Sergio Ramírez
Ha vivido al lado de unos seres humanos complicados, como ella misma dice, y por medio de su libro busca reconciliarse con ellos, unos seres que la vida puso en su camino cuando la encontraron en un orfanato, y no busca ajustar cuentas, sino comparar cuentas; saber, entender, comprender, ponerse en paz. ¿Pero lo consigue? Mi identidad estaba en ellos, no tenía por qué buscarla en otra parte, le dice a Juan Cruz en la presentación del libro en Casa de América en Madrid el 28 de septiembre de 2010. ¿Pero la encuentra?
En su voz apagada de doble acento español y chileno hay pesadumbre, una cierta fatiga que no puedo dejar de notar ahora que me siento a ver el video de esa presentación, triste Pilar hasta cuando ríe. Juan le dice que hay una triple delicadeza en el libro, ética, psicológica y literaria, y es cierto, pero no puede tampoco dejar de haber desasosiego para quien se asoma a una tumba sin quietud aunque su intención sea, como ella afirma, dejar atrás los fantasmas molestos que sigue cargando, el del padre atormentado, el de la madre alcohólica. Un padre que alguna vez le ha dicho: "eres más madre mía que yo padre tuyo"; y mientras lo recuerda, tras la ventana de cortinas de gasa que está a sus espaldas, ha caído ya la noche en Madrid.
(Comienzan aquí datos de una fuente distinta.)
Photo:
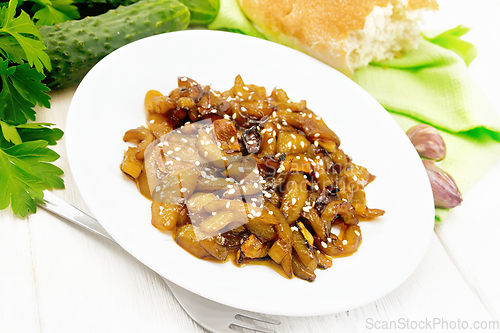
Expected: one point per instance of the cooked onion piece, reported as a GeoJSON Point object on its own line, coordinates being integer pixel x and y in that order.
{"type": "Point", "coordinates": [250, 176]}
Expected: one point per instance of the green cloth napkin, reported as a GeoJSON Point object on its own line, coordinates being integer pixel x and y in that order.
{"type": "Point", "coordinates": [431, 85]}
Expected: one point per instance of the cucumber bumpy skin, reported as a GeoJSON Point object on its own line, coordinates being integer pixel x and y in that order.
{"type": "Point", "coordinates": [202, 11]}
{"type": "Point", "coordinates": [74, 47]}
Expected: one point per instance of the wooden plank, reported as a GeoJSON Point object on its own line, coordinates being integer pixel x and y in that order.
{"type": "Point", "coordinates": [18, 289]}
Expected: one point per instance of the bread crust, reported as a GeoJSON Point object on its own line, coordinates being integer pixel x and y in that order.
{"type": "Point", "coordinates": [316, 27]}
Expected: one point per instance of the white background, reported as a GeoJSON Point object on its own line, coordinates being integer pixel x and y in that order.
{"type": "Point", "coordinates": [56, 277]}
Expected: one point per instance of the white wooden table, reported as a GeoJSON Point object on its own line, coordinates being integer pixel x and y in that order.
{"type": "Point", "coordinates": [56, 277]}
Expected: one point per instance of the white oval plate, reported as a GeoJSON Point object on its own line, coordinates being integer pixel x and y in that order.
{"type": "Point", "coordinates": [109, 101]}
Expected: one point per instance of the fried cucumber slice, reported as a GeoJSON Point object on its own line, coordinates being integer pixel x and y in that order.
{"type": "Point", "coordinates": [164, 215]}
{"type": "Point", "coordinates": [294, 196]}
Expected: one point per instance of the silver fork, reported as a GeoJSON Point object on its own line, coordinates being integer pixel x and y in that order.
{"type": "Point", "coordinates": [213, 316]}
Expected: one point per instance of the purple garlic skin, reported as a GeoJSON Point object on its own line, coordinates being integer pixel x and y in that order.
{"type": "Point", "coordinates": [427, 141]}
{"type": "Point", "coordinates": [445, 190]}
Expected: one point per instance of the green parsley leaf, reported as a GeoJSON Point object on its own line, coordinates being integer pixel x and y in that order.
{"type": "Point", "coordinates": [38, 131]}
{"type": "Point", "coordinates": [10, 133]}
{"type": "Point", "coordinates": [26, 34]}
{"type": "Point", "coordinates": [54, 11]}
{"type": "Point", "coordinates": [25, 174]}
{"type": "Point", "coordinates": [21, 91]}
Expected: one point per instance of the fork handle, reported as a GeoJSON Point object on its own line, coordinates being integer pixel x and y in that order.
{"type": "Point", "coordinates": [56, 205]}
{"type": "Point", "coordinates": [63, 209]}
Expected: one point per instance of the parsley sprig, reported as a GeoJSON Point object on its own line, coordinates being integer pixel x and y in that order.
{"type": "Point", "coordinates": [25, 160]}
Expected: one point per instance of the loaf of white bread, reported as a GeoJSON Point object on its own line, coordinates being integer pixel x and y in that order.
{"type": "Point", "coordinates": [345, 34]}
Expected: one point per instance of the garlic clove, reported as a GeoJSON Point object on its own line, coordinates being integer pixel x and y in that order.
{"type": "Point", "coordinates": [427, 141]}
{"type": "Point", "coordinates": [445, 190]}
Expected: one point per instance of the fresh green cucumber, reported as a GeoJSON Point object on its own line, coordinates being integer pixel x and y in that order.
{"type": "Point", "coordinates": [202, 11]}
{"type": "Point", "coordinates": [74, 47]}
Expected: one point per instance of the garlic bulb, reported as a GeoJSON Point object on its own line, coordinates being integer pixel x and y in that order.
{"type": "Point", "coordinates": [445, 190]}
{"type": "Point", "coordinates": [427, 141]}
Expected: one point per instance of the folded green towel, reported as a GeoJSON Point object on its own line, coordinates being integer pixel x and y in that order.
{"type": "Point", "coordinates": [429, 85]}
{"type": "Point", "coordinates": [433, 85]}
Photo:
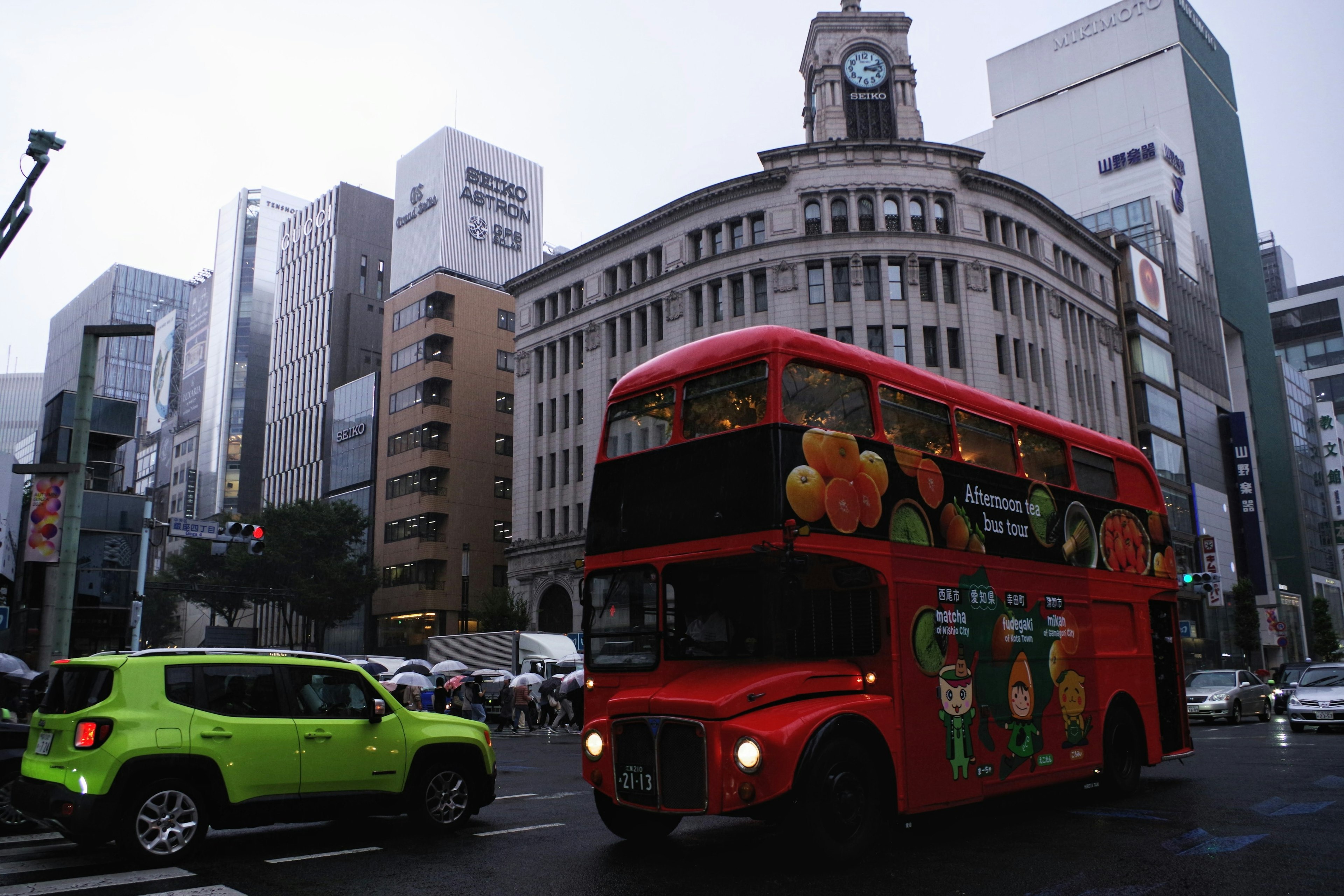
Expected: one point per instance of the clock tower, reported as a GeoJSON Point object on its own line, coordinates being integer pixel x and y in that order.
{"type": "Point", "coordinates": [858, 80]}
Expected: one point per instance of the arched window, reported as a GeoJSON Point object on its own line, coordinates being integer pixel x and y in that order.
{"type": "Point", "coordinates": [865, 213]}
{"type": "Point", "coordinates": [940, 217]}
{"type": "Point", "coordinates": [812, 218]}
{"type": "Point", "coordinates": [891, 211]}
{"type": "Point", "coordinates": [839, 216]}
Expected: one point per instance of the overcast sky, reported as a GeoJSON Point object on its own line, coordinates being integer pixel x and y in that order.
{"type": "Point", "coordinates": [171, 108]}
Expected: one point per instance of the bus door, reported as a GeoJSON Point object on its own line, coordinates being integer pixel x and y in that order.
{"type": "Point", "coordinates": [939, 699]}
{"type": "Point", "coordinates": [1167, 670]}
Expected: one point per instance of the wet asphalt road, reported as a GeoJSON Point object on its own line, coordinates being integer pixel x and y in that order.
{"type": "Point", "coordinates": [1257, 811]}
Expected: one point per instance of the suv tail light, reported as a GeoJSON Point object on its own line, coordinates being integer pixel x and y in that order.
{"type": "Point", "coordinates": [92, 734]}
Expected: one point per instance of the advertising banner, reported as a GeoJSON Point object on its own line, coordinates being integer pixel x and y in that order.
{"type": "Point", "coordinates": [1147, 277]}
{"type": "Point", "coordinates": [195, 340]}
{"type": "Point", "coordinates": [46, 519]}
{"type": "Point", "coordinates": [1209, 551]}
{"type": "Point", "coordinates": [1242, 502]}
{"type": "Point", "coordinates": [160, 373]}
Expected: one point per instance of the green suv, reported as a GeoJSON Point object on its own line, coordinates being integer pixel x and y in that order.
{"type": "Point", "coordinates": [151, 749]}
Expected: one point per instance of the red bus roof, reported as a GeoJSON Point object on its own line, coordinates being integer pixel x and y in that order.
{"type": "Point", "coordinates": [753, 342]}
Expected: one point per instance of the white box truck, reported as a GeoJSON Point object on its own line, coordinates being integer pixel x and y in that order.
{"type": "Point", "coordinates": [514, 651]}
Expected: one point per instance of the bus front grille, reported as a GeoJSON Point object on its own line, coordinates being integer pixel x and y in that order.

El viaje de Pilar a Ítaca es el viaje de regreso a Calaceite, el pueblo de Teruel donde vivió los años más dichosos de su infancia, al menos en sus recuerdos porque la memoria falsifica también la dicha; un viaje que ya no pudo hacer sino en la muerte, la moneda de cobre en la mano para pagar el óbolo al barquero. O dentro de la boca, en la lengua, como las palabras.